Jane Sanders, Bernie Sanders' wife, marches for Native women in Minneapolis

Democratic presidential frontrunner Bernie Sanders' wife, Jane, marched with Native Americans in Minneapolis on Friday to call attention to crimes committed against indigenous women and girls.

Jane Sanders told hundreds of people that her husband would fight to "end this epidemic" and change the culture in the U.S. toward minority groups. She accused President Donald Trump of making the issue worse.

"Violence against women is an epidemic," Sanders said in an interview. "We have a culture of impunity in this country right now more than ever with the current occupant of the White House."

Minnesota's presidential primary is March 3, and early voting has been open for four weeks. The Sanders' campaign has made inroads in Minnesota, despite the presence of U.S. Sen. Amy Klobuchar in the race.

Bernie Sanders and Pete Buttigieg are running ahead of the 2020 Democratic field in the delegate count. Sanders narrowly won the New Hampshire primary earlier this week over Buttigieg.

"We hope to win," Jane Sanders said, when asked what the campaign's definition of success would be in Minnesota, even if Klobuchar remains in the race. Bernie Sanders won the state easily over Hillary Clinton in 2016, though the primary is more muddled with eight candidates this year.
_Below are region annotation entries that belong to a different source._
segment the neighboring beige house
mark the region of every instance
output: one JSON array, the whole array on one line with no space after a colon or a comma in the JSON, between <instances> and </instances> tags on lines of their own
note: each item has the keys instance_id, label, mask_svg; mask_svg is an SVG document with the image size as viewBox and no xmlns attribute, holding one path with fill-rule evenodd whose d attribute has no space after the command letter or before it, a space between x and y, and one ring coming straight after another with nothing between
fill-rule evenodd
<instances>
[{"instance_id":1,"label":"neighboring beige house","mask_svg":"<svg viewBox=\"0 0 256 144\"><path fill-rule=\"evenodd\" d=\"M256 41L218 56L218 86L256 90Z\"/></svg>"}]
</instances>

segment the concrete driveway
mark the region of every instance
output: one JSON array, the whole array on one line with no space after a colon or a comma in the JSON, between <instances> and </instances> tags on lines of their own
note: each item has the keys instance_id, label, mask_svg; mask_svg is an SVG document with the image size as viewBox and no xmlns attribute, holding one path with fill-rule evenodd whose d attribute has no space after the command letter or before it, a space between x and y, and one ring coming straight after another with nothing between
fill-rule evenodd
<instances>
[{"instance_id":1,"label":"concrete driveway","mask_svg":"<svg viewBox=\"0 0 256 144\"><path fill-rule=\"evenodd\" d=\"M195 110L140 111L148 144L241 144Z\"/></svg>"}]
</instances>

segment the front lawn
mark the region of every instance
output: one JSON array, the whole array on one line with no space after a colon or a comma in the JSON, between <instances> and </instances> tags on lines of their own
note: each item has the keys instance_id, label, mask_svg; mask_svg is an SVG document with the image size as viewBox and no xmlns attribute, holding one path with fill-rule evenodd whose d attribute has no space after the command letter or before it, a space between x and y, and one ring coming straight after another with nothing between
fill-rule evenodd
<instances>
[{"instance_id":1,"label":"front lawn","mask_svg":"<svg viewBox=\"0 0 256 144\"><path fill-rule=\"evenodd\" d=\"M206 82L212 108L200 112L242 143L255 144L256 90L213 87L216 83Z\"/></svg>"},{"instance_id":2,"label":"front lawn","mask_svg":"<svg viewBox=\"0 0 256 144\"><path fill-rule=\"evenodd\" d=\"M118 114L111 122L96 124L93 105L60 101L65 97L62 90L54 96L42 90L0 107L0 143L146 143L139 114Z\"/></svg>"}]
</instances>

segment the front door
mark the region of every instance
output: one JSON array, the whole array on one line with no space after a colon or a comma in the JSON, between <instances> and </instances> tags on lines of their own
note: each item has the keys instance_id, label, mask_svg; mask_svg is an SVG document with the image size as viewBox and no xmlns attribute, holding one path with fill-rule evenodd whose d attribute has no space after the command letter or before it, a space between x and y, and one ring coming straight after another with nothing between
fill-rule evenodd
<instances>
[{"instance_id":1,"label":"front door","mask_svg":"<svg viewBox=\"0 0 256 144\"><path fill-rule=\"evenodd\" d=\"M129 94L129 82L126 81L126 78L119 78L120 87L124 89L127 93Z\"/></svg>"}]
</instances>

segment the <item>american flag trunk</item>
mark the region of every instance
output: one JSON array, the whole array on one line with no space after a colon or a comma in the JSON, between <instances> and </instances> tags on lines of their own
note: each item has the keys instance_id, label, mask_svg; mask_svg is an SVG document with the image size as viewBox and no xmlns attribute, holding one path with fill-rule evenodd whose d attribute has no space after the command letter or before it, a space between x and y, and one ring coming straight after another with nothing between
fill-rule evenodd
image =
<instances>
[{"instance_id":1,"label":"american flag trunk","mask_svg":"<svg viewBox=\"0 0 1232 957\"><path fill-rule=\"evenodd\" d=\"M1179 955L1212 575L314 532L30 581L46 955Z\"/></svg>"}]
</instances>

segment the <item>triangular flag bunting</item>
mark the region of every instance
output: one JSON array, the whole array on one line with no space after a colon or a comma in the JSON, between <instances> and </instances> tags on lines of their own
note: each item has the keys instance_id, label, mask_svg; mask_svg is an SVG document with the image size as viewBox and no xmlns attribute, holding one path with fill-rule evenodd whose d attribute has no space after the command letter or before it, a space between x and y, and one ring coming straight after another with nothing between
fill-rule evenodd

Friday afternoon's march happened as a new task force studies the issue of missing and murdered Native women. The state Legislature and Gov. Tim Walz created the panel in 2019.

Community groups and law enforcement officials have said sexual assaults and abductions of Native women are higher than for other minority groups and are historically undercounted.

Walz said Minnesota is failing its Native communities until it solves the issue.

"We will not be 'One Minnesota' until that happens," Walz told a crowd before Friday's march.

The task force's recommendations are due in December. It would then be up to the Legislature to fund any of the proposals.

"I think the clearest thing is this is a very deep issue," said Nigel Perrote, the tribal liaison at the Minnesota Department of Public Safety and the task force's coordinator. "It’s not just about the public safety perspective of what these victims are getting."